Già precedentemente il presidente dell’Ordine dei giornalisti, Carlo Verna, ha invitato i giornalisti ad effettuare una scrupolosa verifica delle fonti.

“La prima emergenza per un virus all’epoca dei social – ha affermato – richiama i giornalisti professionali ad un eccezionale sforzo di comprensione equilibrio e responsabilità. E’ necessaria un’informazione piena e verificata, senza sottacere gli eventuali rischi e le cautele da attuare, ma sono assolutamente da evitare enfatizzazioni e allarmismi. Siamo noi giornalisti professionali a dover costituire un modello anche per chi comunica attraverso i social, e da quella comunicazione dobbiamo evitare di correre il rischio di uscirne condizionati. L’appello è quello ad usare le regole di sempre, applicando un’accurata e scrupolosa verifica delle fonti.“

Mentre il Ministero della Salute e l’Istituto Superiore di Sanità, con Regioni, ordini professionali e società scientifiche, ha definito e pubblicato un manifesto – decalogo comportamentale, per contrastare le fake news che purtroppo stanno circolando in queste settimane su Covid19 e Coronavirus. Vedi sul tema:

Informare non allarmare: coronavirus e comportamento corretto dei giornalisti.

Questo il tema della conferenza stampa di mercoledi 26 febbraio 2020 con Carlo Verna, presidente del Consiglio nazionale dell’Ordine dei giornalisti, e Piero Angela. Un nuovo richiamo dell’OdG contro sensazionalismi, fake news, e la continua ricerca di scoop o presunti tali.

Piero Angela: Il rischio di un contagio da psicosi.

“Anche per la mia storia mi sento responsabilizzato – ha affermato Piero Angela – il mio Paese va preservato dal contagio del coronavirus, ma anche da un altro contagio, quello della psicosi, che si sta diffondendo soprattutto all’estero: la paura che questo sia un Paese dove non si può più andare”.Angela ha spiegato di non essere “allarmato dal virus”, e di sperare “come dicono alcuni virologi”, che la situazione “rientri abbastanza velocemente con la nuova stagione e che nel frattempo si trovi un vaccino o qualche farmaco efficace”.

Secondo Angela  problemi di disinformazione, allarmismi e fake news attuali potrebbero dipendere dalla rete web “e dai servizi, però è anche vero che ormai nei telegiornali non parlano quasi d’altro. Ovviamente la gente è interessata ma anche la massa di notizie in sè può avere l’effetto di creare preoccupazione nelle persone”.

Angela ha sottolineato le necessità del “buon senso” per raccontare l’emergenza Covid19 e Coronavirus. Spiegando che una vicenda “come questa del coronavirus” non l’aveva “mai vista in 68 anni di lavoro”. Ad oggi, non si “sa ancora niente della virulenza del contagio, anche se sembra che sia minore di quanto appariva all’inizio in Cina”. Inoltre “il 95% dei contagiati guarisce”. Bisogna inoltre “pensare che l’influenza, stando agli esperti, causa invece dai 300 mila ai 600 mila morti l’anno nel mondo”.
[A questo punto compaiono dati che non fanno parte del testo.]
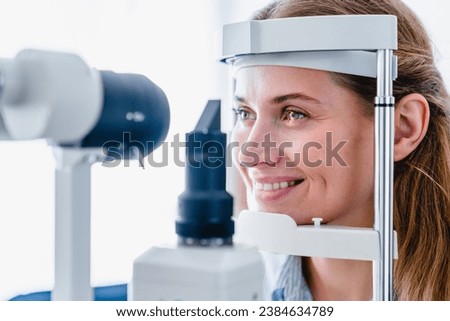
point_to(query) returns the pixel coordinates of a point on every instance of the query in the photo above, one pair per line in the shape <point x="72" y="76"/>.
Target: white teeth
<point x="267" y="187"/>
<point x="284" y="184"/>
<point x="274" y="186"/>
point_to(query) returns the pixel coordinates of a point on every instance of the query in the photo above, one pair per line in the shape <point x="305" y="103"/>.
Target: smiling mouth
<point x="276" y="186"/>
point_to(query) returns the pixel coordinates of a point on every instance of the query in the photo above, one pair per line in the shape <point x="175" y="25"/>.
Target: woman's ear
<point x="412" y="116"/>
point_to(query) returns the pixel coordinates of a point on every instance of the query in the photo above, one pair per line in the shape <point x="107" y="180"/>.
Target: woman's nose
<point x="260" y="147"/>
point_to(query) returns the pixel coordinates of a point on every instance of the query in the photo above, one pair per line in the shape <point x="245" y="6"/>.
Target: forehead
<point x="270" y="81"/>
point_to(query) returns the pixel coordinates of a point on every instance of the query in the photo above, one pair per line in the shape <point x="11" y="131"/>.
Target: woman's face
<point x="305" y="146"/>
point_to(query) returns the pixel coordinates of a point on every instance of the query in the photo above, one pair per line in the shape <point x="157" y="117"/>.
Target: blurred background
<point x="172" y="43"/>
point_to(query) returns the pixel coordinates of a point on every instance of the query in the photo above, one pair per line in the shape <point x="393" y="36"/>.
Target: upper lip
<point x="275" y="179"/>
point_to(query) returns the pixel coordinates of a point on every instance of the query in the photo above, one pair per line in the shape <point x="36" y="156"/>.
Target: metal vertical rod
<point x="384" y="176"/>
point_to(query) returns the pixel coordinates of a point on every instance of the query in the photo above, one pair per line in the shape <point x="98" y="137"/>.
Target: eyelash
<point x="289" y="111"/>
<point x="285" y="114"/>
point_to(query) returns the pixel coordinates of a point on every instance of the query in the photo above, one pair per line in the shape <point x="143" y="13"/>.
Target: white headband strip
<point x="360" y="63"/>
<point x="345" y="44"/>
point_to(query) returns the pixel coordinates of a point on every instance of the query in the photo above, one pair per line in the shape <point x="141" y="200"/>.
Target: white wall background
<point x="169" y="41"/>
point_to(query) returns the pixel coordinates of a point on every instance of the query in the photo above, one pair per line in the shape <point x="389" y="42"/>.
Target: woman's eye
<point x="244" y="114"/>
<point x="293" y="114"/>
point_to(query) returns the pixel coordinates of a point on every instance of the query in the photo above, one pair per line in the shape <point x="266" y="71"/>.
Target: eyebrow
<point x="283" y="98"/>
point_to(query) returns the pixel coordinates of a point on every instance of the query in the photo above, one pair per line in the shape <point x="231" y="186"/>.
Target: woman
<point x="314" y="109"/>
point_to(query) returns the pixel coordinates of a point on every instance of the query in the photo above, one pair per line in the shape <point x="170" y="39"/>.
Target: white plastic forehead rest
<point x="345" y="44"/>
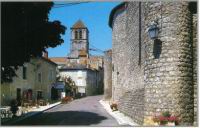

Carlo Verna: necessario informare rispettando la verità e la deontologia.

Nella conferenza stampa il presidente dell’Odg Carlo Verna ha affermato che “è necessaria un’informazione piena e verificata, senza sottacere gli eventuali rischi e le cautele da attuare, ma sono assolutamente da evitare enfatizzazioni e allarmismi. Serve responsabilità ma bisogna anche informare senza tacere nulla”. Inoltre, nel caso di eventuali comportamenti “al di fuori da regole deontologiche sono possibili sanzioni, attraverso il Consiglio di disciplina dell’Ordine”.

Verna ha anche commentato l’indiscrezione che sta circolando: il presidente del Consiglio Conte avrebbe chiesto alla Rai di limitare i toni più bassi nel raccontare l’emergenza Coronavirus – Covid19. “Non è compito del premier chiamare – ha affermat il presidente dell’OdG – poi non capisco perché la Rai e non altri. Ciascuno deve essere responsabile dei propri comportamenti. Per i giornalisti ci sono i direttori delle testate da un lato e l’Ordine dall’altro. Non sono altri poteri che devono dirci come raccontare ciò che succede. Dobbiamo autodisciplinarci e dare il meglio di noi”.